11.3 DNAPrint will inform each third party in writing who requests Genotyping
Services that the employed Primer Extension Technology is proprietary to
Orchid and that DNAPrint is only licensed to provide Genotyping Services
solely for research purposes and not for diagnostic or therapeutic
purposes.
11.4 DNAPrint will include in its printed and electronic marketing, promotional
and advertising materials relating to Genotyping Services notification
clearly stating substantially the following information: (i) Genotyping
Services are subject to proprietary rights of Orchid and are provided by
DNAPrint under license from Orchid; (ii) results of the Genotyping Services
are solely for research use and not for diagnostic or therapeutic purposes;
and (iii) all warnings and statements required by applicable law or
regulation, or provided by Orchid from time to time, for notification to
customers.
11.5 If DNAPrint considers in its reasonable judgment that any third party
requesting Genotyping Services intends to use, or is using, the Genotyping
Services not for research purposes, or for diagnostic or therapeutic
purposes, DNAPrint will not provide, and will immediately cease providing,
any Genotyping Services to that third party, and will notify Orchid in
writing of the third party's name and address, the dates, types and amounts
of Genotyping Services it provided to the third party, and acknowledge that
it has ceased providing Genotyping Services to the third party.

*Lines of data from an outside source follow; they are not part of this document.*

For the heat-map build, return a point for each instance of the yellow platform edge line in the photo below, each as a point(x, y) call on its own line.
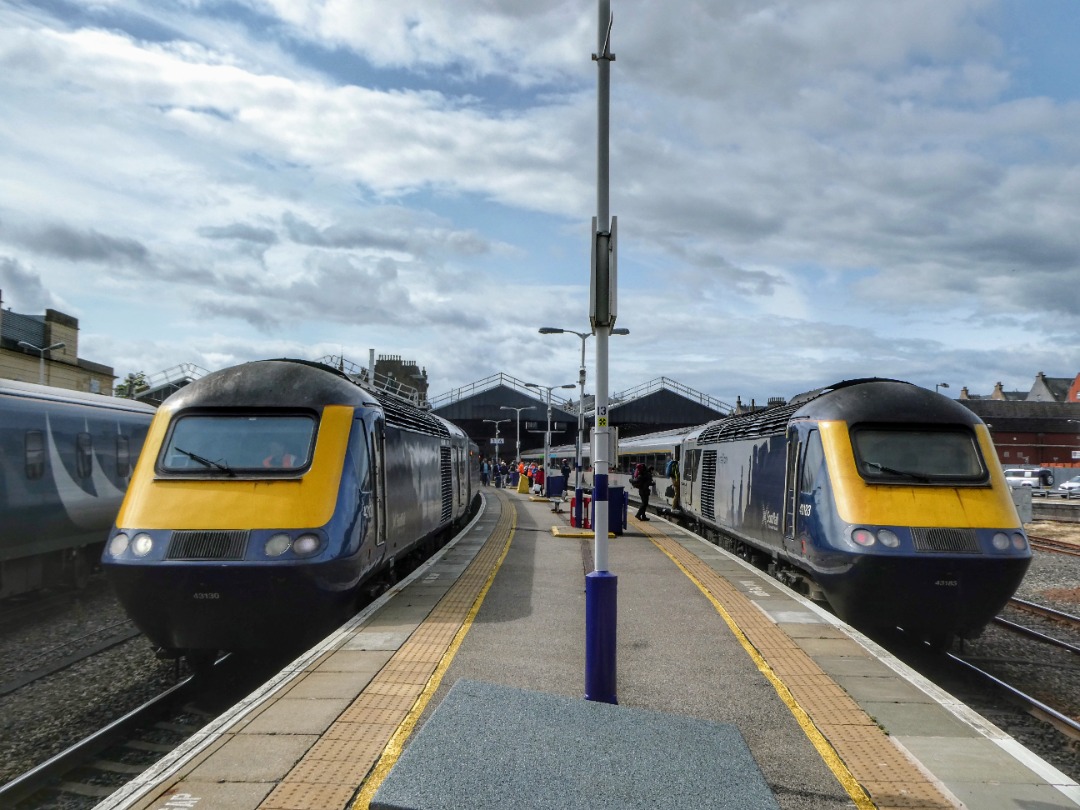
point(823, 746)
point(564, 531)
point(393, 750)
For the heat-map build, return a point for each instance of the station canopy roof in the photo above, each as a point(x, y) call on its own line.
point(660, 404)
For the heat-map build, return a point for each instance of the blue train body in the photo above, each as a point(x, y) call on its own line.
point(65, 462)
point(226, 543)
point(879, 497)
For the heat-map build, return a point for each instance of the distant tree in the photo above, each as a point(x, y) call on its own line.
point(134, 382)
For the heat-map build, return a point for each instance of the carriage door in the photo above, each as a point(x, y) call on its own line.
point(805, 480)
point(688, 476)
point(791, 487)
point(379, 459)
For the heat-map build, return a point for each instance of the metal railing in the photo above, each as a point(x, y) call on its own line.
point(665, 383)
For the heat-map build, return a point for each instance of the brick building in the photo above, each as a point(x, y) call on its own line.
point(45, 349)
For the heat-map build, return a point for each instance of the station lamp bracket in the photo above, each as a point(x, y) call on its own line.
point(603, 280)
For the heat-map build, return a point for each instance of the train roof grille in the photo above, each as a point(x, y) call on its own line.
point(402, 415)
point(214, 544)
point(766, 422)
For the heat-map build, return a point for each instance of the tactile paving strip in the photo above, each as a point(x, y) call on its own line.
point(883, 774)
point(335, 769)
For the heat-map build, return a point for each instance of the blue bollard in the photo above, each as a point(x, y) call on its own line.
point(602, 603)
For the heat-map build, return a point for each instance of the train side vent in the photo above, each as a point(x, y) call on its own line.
point(207, 544)
point(446, 480)
point(953, 541)
point(709, 485)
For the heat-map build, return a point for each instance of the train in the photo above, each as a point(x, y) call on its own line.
point(878, 497)
point(65, 461)
point(272, 499)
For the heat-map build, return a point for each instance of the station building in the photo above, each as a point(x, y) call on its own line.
point(495, 410)
point(44, 349)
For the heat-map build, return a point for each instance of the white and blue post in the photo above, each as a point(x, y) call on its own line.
point(602, 586)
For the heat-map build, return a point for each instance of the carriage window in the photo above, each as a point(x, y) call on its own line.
point(83, 455)
point(904, 456)
point(123, 457)
point(35, 454)
point(230, 443)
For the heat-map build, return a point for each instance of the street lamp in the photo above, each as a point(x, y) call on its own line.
point(41, 356)
point(578, 491)
point(547, 435)
point(518, 421)
point(497, 422)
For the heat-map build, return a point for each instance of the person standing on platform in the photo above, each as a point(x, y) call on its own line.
point(642, 481)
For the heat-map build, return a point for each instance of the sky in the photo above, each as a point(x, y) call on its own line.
point(807, 190)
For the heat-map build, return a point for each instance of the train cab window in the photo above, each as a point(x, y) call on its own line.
point(232, 443)
point(35, 454)
point(916, 455)
point(83, 455)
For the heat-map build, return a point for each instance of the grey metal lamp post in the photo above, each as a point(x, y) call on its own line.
point(41, 356)
point(497, 422)
point(578, 490)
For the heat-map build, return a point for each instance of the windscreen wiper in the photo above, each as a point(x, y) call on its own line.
point(902, 473)
point(206, 461)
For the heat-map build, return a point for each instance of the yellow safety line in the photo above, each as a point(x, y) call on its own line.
point(826, 751)
point(393, 750)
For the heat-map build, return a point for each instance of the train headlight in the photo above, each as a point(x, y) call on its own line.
point(888, 538)
point(118, 544)
point(142, 544)
point(863, 537)
point(306, 545)
point(278, 544)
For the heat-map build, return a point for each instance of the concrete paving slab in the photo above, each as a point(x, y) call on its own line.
point(918, 720)
point(881, 690)
point(232, 795)
point(358, 659)
point(297, 716)
point(331, 685)
point(968, 759)
point(254, 758)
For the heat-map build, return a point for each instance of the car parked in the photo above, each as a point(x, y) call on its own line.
point(1035, 477)
point(1069, 488)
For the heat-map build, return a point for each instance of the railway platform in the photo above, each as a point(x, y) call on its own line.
point(462, 687)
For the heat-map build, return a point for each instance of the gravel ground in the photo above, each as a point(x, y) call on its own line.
point(1049, 674)
point(45, 717)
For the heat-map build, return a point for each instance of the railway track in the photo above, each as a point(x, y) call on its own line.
point(100, 764)
point(84, 773)
point(1044, 543)
point(1057, 716)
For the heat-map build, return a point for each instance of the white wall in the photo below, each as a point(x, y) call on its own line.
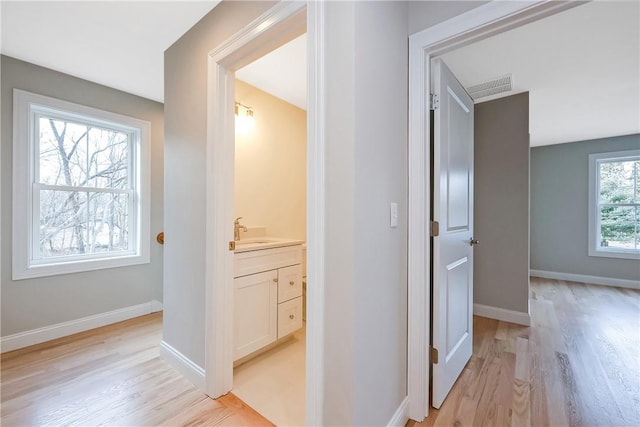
point(426, 13)
point(42, 302)
point(381, 70)
point(366, 260)
point(366, 131)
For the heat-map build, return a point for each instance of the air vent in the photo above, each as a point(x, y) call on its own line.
point(491, 87)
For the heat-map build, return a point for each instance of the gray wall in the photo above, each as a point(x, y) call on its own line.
point(185, 90)
point(366, 133)
point(35, 303)
point(501, 211)
point(559, 209)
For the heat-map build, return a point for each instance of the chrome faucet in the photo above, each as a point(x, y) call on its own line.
point(237, 227)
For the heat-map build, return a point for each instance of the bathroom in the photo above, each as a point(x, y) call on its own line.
point(270, 207)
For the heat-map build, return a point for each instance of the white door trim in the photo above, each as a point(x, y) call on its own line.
point(281, 23)
point(484, 21)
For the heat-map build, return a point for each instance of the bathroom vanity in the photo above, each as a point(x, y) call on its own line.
point(267, 292)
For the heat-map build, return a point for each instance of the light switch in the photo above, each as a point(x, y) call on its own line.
point(393, 217)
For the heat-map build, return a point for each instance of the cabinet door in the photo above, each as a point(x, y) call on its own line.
point(255, 312)
point(289, 283)
point(289, 317)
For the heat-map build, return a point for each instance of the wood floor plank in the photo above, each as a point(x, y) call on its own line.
point(109, 376)
point(578, 364)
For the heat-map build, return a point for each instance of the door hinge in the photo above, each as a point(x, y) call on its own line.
point(434, 101)
point(434, 229)
point(433, 355)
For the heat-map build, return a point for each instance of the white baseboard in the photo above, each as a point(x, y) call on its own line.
point(503, 314)
point(59, 330)
point(595, 280)
point(401, 415)
point(183, 365)
point(156, 306)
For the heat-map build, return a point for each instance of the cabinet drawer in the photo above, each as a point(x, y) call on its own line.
point(289, 283)
point(289, 317)
point(250, 262)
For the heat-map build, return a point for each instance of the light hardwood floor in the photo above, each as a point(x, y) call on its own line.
point(109, 376)
point(577, 365)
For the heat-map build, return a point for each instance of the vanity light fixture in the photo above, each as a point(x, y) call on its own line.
point(244, 122)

11.6 In the marketing, advertising, promotion, sale or performance of Genotyping
Services, DNAPrint will not be an agent of, hold itself out as an agent of,
or give the appearance of being an agent for Orchid.
12 Maintenance of Quality
12.1 In the course of marketing, promoting, advertising, selling and providing
Genotyping Services under the Orchid Trademarks, DNAPrint will at all times
maintain and adhere to the quality standards adopted by Orchid consistent
with the high reputation of the Orchid Trademarks.
12.2 Prior to using any Orchid Trademark on any type of printed or electronic
marketing, advertising or promotional materials, DNAPrint will submit
samples of the material to Orchid for approval, which approval will not be
unreasonably withheld. Once approved by Orchid, DNAPrint may use the Orchid
Trademarks on printed or electronic marketing, advertising or promotional
materials prepared in accordance with the previously submitted and approved
samples.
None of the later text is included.